Security firm CyberArk has published a worrying report on ChatGPT AI technology. The language model developed by OpenAI could be used to create sophisticated malware that is hard to detect by ordinary cybersecurity measures. This is because this type of malware is “polymorphic”, programmed to constantly change its appearance or signatures through new decryption routines. Thus, security solutions such as anti-virus or anti-malware, which use file signatures for detection, are not able to recognise and block threats.
Cybersecurity experts warn that ChatGPT can create hard-to-detect malware
According to CyberArk experts, code developed using ChatGPT has exhibited “advanced capabilities” that could “easily evade security software solutions. This could be achieved despite the fact that OpenAI has implemented filters and monitors ChatGPT activity to prevent its model from being used for malicious purposes.
Despite the fact that, when asked directly, ChatGPT refuses to create malware, users’ insistence and manipulation of the language model by making requirements in ways other than directly can lead to the creation of code for malware eventually. Thus, it seems that the security measures currently in place are not quite enough to prevent the technology from being used to create new computer viruses.
It is enough for users to receive a response from ChatGPT that includes such dangerous code, after which, using natural language, they can ask the AI to make changes to the code to mold to their needs. These requirements do, of course, require a fairly good understanding of the systems the “hackers” want to attack, but they significantly reduce the development time of these dangerous programs.
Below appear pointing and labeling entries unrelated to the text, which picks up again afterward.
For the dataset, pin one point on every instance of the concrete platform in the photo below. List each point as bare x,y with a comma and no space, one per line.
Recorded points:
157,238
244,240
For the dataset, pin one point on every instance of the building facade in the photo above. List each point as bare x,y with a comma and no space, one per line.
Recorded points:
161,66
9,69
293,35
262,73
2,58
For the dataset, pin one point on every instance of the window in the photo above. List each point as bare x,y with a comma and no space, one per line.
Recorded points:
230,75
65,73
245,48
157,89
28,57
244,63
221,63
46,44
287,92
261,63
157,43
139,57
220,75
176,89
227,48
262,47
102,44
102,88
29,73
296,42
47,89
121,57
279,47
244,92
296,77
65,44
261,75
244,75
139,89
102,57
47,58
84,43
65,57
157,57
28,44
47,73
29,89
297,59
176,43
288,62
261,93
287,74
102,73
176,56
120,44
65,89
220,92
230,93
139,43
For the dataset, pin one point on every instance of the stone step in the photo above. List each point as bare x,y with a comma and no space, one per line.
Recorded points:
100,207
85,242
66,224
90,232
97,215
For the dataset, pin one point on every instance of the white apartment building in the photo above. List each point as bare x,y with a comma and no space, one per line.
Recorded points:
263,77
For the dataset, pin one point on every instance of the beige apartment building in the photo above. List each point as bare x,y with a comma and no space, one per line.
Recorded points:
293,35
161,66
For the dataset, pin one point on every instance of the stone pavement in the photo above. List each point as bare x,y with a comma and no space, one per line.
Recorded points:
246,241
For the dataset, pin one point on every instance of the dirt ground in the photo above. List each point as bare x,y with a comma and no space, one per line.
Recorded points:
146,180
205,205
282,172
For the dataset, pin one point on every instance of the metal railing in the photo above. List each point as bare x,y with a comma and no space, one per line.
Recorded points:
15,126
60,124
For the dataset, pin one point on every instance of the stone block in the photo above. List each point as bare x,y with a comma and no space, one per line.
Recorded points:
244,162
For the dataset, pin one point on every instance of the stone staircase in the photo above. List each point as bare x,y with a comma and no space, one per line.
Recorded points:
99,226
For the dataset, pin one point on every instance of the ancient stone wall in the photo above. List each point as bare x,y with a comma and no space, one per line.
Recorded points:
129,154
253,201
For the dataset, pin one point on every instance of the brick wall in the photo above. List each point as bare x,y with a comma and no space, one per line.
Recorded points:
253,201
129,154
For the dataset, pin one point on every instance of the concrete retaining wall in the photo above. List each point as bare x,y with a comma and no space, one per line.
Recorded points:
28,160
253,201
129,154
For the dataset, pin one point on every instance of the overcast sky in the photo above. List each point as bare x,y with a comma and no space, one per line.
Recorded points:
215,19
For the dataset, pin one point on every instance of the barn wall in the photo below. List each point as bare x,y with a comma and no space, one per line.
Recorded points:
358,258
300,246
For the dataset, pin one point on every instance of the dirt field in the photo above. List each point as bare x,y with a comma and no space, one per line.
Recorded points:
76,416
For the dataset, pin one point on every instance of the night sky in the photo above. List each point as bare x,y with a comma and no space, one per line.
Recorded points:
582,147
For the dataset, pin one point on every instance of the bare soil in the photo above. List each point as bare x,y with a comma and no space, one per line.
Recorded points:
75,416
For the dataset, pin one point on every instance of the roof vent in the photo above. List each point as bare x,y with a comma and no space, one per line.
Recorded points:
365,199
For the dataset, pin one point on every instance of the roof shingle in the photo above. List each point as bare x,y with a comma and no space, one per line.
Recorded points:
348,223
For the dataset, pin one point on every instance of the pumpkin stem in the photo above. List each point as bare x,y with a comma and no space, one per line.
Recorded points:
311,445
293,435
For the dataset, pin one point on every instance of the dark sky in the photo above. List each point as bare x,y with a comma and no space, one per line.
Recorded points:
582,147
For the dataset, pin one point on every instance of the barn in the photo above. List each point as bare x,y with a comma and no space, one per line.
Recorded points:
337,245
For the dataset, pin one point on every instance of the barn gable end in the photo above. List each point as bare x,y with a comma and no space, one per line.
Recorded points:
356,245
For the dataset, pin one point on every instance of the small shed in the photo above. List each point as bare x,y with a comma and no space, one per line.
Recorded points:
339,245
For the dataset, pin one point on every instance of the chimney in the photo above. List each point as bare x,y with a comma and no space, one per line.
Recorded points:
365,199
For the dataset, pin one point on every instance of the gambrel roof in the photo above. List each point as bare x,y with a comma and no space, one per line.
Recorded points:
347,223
Even though ChatGPT is currently in its infancy, having been launched only a few months ago, it seems that the technology that OpenAI puts at everyone’s fingertips can also be used for malicious purposes. Besides, it doesn’t seem to be very successful for “positive” purposes either, as the information it provides is often erroneous, or outdated, as the AI is not connected to the internet, and the information it holds has only been collected until 2021.